Health-care-associated infections are a major cause of death in the United States and add up to $45 billion in additional health care costs annually. Up to 70 percent of these types of infections are attributable to microbial biofilm growth on implantable medical devices, particularly catheters.
An article in the American Chemical Society’s Applied Materials & Interfaces journal introduces a new thermodynamic-based modeling framework to solve a problem that could result in lowering the instances of biomedical-device associated infections.
The modeling breakthrough came from an interdisciplinary team of faculty from Virginia Tech’s Macromolecules Innovation Institute led by Bahareh Behkam, an associate professor of mechanical engineering in the College of Engineering, working with Amrinder Nain and Michael Ellis, also associate professors in mechanical engineering, and Alan Esker, professor and chair of the chemistry department in the College of Science.
Because items like catheters are inserted into the patient’s body, the buildup of biofilm is often only detected after symptoms occur, which is after the infection has taken hold. In fact, catheter-associated infections are the most common cause of secondary bloodstream infection with substantial mortality rates.
For many years, the gold standard for prevention of microbial adhesion and the first step to microbial biofilm formation, has been the chemical modification of the surface of these devices using antimicrobial compounds.
“You can chemically modify the device, but these chemical coatings have a limited life-cycle and are known to contribute to the emergence of antibiotic-resistant microbes,” Behkam said. “The other method is to physically modify the surface of the device by creating a texturized layer that will repel the microbes and keep them from forming a biofilm for longer periods of time.”
Non-toxic physical modification of surfaces as an antifouling strategy is a relatively new area of research.
“For over a decade now, researchers have been working on determining how surface texture affects microbial adhesion and biofilm formation,” Behkam said. “Experiments involve varying surface texture material, geometry, size, and spacing to see what combination provides the best outcome.”
The main problem is the absence of theoretical insight into the best surface texture parameters. Therefore, researchers test as many surface texture designs as they can afford and choose the best design.
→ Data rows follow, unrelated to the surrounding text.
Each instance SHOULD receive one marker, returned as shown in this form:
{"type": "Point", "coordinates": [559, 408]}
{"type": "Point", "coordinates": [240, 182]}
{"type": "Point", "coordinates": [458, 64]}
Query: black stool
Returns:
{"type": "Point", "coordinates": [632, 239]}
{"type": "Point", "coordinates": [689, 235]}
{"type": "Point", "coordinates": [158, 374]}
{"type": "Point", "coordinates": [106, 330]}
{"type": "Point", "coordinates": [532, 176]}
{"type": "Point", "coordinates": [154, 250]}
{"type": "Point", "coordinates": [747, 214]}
However, is it the best design, or just the best based on the limited number of tests they have conducted?
Behkam and her collaborators found that microbiologists and chemists had focused on high-throughput testing methods — that is, designing a test that would maximize the number of results that could be achieved, instead of a mathematical model that would provide vastly more data based on probabilities and then testing those that showed the greatest promise.
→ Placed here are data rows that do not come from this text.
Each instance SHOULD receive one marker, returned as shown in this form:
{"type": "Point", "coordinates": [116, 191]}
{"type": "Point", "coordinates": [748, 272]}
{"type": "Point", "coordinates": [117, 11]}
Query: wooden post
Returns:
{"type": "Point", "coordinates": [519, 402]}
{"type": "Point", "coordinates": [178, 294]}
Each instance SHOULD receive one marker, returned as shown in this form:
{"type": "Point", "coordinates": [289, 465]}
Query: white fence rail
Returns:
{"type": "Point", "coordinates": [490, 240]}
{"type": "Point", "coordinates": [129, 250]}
“It is pretty difficult to put life into a mathematical equation,” Behkam said. “There are so many variables as to what type of organisms there are, what the surface might be like, a host of biological and environmental factors. Our team approached this problem from a thermodynamic view. Instead of trying to predict how many organisms would stay on a surface, we looked at how much energy change it takes for an organism to stay on a surface. The larger the required energy change, the less desirable a surface is for an organism. The less desirable a surface, the fewer organisms that will attach.”
After creating mathematical models and running computer simulations, the team chose the most likely candidates for testing. Using Nain’s patented spinneret-based tunable engineered parameters technology, they created nanofiber coated surfaces of precise diameter and spacing and placed them in a bioreactor to assess microbial adhesion to engineered surfaces.
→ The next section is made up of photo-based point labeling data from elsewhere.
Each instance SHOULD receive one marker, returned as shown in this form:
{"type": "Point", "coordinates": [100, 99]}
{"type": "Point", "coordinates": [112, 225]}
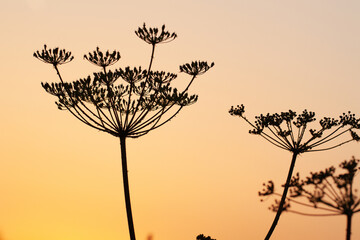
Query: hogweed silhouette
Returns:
{"type": "Point", "coordinates": [202, 237]}
{"type": "Point", "coordinates": [325, 191]}
{"type": "Point", "coordinates": [290, 131]}
{"type": "Point", "coordinates": [144, 101]}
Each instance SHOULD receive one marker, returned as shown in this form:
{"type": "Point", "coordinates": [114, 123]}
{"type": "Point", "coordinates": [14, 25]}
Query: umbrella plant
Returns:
{"type": "Point", "coordinates": [125, 102]}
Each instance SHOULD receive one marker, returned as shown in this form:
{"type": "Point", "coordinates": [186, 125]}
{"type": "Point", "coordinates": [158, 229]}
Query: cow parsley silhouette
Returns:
{"type": "Point", "coordinates": [143, 101]}
{"type": "Point", "coordinates": [325, 191]}
{"type": "Point", "coordinates": [291, 131]}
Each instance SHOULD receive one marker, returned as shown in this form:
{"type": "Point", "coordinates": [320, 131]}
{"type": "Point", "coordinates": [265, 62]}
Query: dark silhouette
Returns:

The live tests validated the model for the predictive design of surface patterns that optimally reduce microbial attachment. The model was applied to different medical catheters made from different primary device materials such as polyurethane, latex, and silicon. Irrespective of the material, the model shows that the texture reduces microbial adhesion and optimizes the device for surface functionality.
Equipped with the validated model and unique surface texturizing technologies, Behkam is working to determine the long-term function of these engineered surfaces. Because the process of adding textures to a device is scalable, cost-effective, and can take place at the end of manufacturing, Behkam said she believes the process can be incorporated for a minimal cost per unit and that medical device manufacturers have expressed interest in the concept.